Stability in Online Coalition Formation
Martin Bullinger, René Romen
TL;DR
The paper investigates stability in online coalition formation within additively separable hedonic games, where agents arrive sequentially and must be assigned to coalitions immediately. It analyzes a range of stability notions (NS, IS, CNS, CIS, CR, SCR) plus Pareto optimality, showing a dichotomy: deterministic online algorithms can achieve CNS in symmetric games with certain utility restrictions and PO in strict ASHGs, while any randomized online algorithm generally cannot guarantee a positive probability of stability for several notions. The results highlight fundamental limitations of online stability compared to offline settings, using Yao's principle and carefully constructed adversarial instances. These findings inform both theoretical understanding and practical design of online multi-agent systems, emphasizing the challenge of achieving robust stability under online arrivals without welfare optimization.
Abstract
Coalition formation is concerned with the question of how to partition a set of agents into disjoint coalitions according to their preferences.
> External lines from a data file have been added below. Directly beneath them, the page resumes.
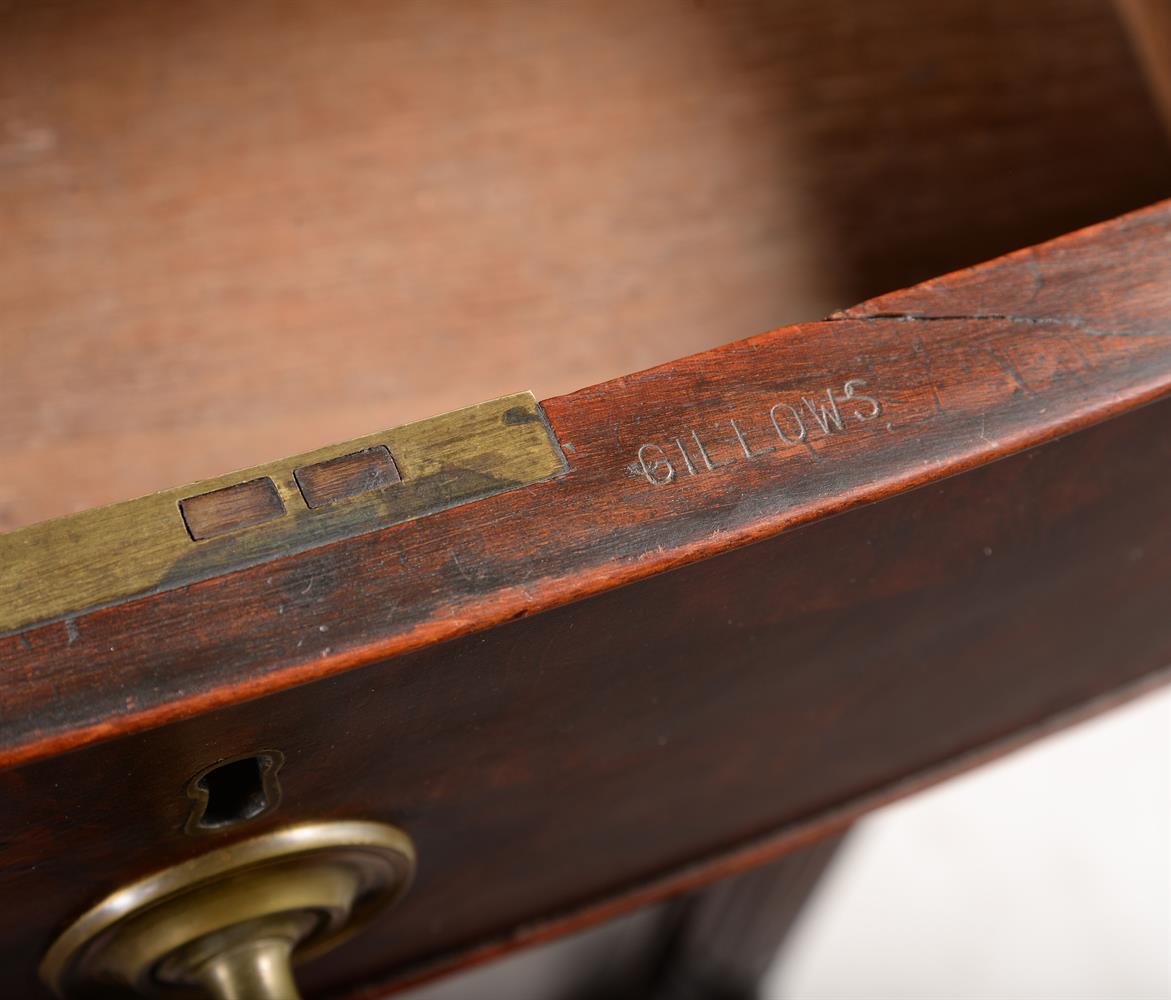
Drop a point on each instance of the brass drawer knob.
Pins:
(231, 922)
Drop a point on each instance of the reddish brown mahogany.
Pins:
(902, 539)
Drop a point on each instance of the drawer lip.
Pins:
(965, 370)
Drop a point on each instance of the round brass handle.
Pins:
(230, 924)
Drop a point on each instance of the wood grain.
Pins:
(348, 475)
(235, 232)
(231, 508)
(56, 569)
(569, 731)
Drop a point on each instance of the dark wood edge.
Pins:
(747, 855)
(1095, 300)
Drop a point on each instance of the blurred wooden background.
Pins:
(231, 232)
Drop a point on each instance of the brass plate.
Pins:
(60, 568)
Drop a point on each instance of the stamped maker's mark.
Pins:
(785, 425)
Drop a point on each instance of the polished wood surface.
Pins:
(567, 730)
(666, 466)
(237, 232)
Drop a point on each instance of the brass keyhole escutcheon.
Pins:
(230, 924)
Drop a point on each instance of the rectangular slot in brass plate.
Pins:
(231, 508)
(347, 475)
(60, 568)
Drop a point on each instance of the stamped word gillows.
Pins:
(788, 424)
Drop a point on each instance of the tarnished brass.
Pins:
(228, 925)
(53, 570)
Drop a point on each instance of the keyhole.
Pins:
(234, 790)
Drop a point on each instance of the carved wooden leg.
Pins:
(727, 935)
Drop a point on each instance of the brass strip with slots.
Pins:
(97, 557)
Deviating from most of the previous work, we consider an online variant of the problem, where agents arrive in sequence. Whenever an agent arrives, they must be assigned to a coalition immediately and irrevocably. The scarce existing literature on online coalition formation has focused on maximizing social welfare, a demanding requirement, even in the offline setting. Instead, we seek to achieve \emph{stable} coalition structures online and treat the most common stability concepts based on deviations by single agents and groups of agents. We present a comprehensive picture in additively separable hedonic games, leading to dichotomies, where positive results are obtained by deterministic algorithms and negative results even hold for randomized algorithms.